Spring Marches On

In the past month, my daughter turned 30, and I visited the church where my son will be married in the fall. Bittersweet, these milestones evoked a flood of parenting memories and prompted feelings of getting old. The seemingly trite and not particularly profound sentiment, “where did the time go?” rattled around my head and heart. Thirty years of raising a daughter who has embraced the family education business with wisdom and courage and a son who has found someone who adores him and embarked on his path with an unfamiliar entrepreneurial spirit has passed at an unexpected pace. 

The rhythm of the academic calendar, the only calendar I have known, offers a familiar cadence by inviting the refreshing opportunity to redefine oneself at the start of each year. Admittedly, for a teacher, it can feel like Groundhog Day: the sixth grade is always the sixth grade—lockers are assigned, uniforms disappear, and Rome is built in a day, year after year. As a parent, however, this steady march picks up swiftly, and our role in our kids’ lives evolves and recedes with our hopes and fears fueling their independence. The pace can be terrifying, the changes mortifying, and still, I wouldn’t have wanted anything else.
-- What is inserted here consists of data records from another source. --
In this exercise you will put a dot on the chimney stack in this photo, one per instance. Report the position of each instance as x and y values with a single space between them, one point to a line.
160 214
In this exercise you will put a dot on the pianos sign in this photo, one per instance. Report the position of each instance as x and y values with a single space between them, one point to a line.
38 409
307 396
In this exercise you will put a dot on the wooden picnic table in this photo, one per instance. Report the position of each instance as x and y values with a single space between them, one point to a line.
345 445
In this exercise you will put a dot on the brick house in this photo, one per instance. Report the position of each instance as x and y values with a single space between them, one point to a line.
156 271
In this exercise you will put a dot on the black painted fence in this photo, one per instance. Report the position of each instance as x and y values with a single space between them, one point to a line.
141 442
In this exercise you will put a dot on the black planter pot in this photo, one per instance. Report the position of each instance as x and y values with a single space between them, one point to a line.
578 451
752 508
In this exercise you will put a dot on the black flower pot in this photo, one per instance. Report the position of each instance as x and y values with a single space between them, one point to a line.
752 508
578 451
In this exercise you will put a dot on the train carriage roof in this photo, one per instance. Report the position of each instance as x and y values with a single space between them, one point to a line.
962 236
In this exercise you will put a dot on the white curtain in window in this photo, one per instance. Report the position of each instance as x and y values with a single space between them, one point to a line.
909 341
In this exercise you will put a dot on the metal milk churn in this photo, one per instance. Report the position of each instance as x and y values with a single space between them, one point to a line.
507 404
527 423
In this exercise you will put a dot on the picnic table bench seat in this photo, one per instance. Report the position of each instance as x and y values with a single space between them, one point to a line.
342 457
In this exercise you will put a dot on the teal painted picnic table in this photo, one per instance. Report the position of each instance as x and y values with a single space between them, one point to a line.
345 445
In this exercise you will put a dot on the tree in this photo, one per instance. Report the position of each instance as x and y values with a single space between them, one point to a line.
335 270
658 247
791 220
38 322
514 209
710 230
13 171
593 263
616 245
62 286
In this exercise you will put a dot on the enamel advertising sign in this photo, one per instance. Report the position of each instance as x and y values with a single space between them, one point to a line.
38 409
I was reminded of all this the week before spring break during a series of evening events with current and future parents. In the span of four days, I spent time with our senior parents and the parents of our incoming kindergarteners. The former, wizened veterans, were textbook examples of the adage that in parenting the days are long but the years go by too quickly. And those newest to our community radiated the idealism that lights up a room as the sun rises on the horizon.